<small> We import the `os` module to handle file system operations like creating directories and managing file paths. We also import `pandas`, the core Python library for data manipulation and analysis, which enables us to read, write, and transform tabular data efficiently. </small>

In [None]:
import os
import pandas as pd

<small> This line ensures that the directory `"data/raw"` exists before saving any files there.
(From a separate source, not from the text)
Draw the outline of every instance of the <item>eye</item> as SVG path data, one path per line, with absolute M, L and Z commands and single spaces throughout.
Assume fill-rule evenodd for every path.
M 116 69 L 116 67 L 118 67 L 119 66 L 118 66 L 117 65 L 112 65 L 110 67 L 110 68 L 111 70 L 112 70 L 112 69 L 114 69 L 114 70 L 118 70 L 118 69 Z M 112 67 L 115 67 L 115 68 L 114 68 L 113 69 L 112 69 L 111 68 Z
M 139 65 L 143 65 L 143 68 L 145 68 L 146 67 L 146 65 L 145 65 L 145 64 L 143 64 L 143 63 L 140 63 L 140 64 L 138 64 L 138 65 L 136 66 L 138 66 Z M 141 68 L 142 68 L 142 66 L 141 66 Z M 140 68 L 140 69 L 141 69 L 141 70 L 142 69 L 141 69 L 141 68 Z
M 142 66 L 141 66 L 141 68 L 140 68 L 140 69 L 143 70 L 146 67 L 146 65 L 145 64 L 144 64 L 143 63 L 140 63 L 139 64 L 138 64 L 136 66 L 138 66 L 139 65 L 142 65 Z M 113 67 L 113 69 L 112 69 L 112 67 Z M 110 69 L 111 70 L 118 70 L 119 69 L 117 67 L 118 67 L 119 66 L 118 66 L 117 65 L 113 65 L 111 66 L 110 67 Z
The parameter `exist_ok=True` prevents an error if the folder already exists, making the operation safe to run multiple times without interruption. </small>

In [11]:
#Ensures the folder exist before you try to save files there. 
os.makedirs("data/raw", exist_ok=True)

<small> Here we load two key datasets directly from online sources:

The NYC ZIP code data is necessary for population analysis.
The NYC 311 complaints data is also loaded from an online source, limiting the data to 1,000 records for initial analysis. 

These datasets form the foundation for our analysis, linking complaint records to population data by ZIP code.
</small>

In [None]:
# Load NYC 311 complaints data 
data_url1 = "https://data.cityofnewyork.us/api/odata/v4/erm2-nwe9?$top=1000"
# Read JSON, get 'value' list, then flatten to DataFrame
raw_complaints = pd.read_json(data_url1)
complaints_df = pd.json_normalize(raw_complaints["value"])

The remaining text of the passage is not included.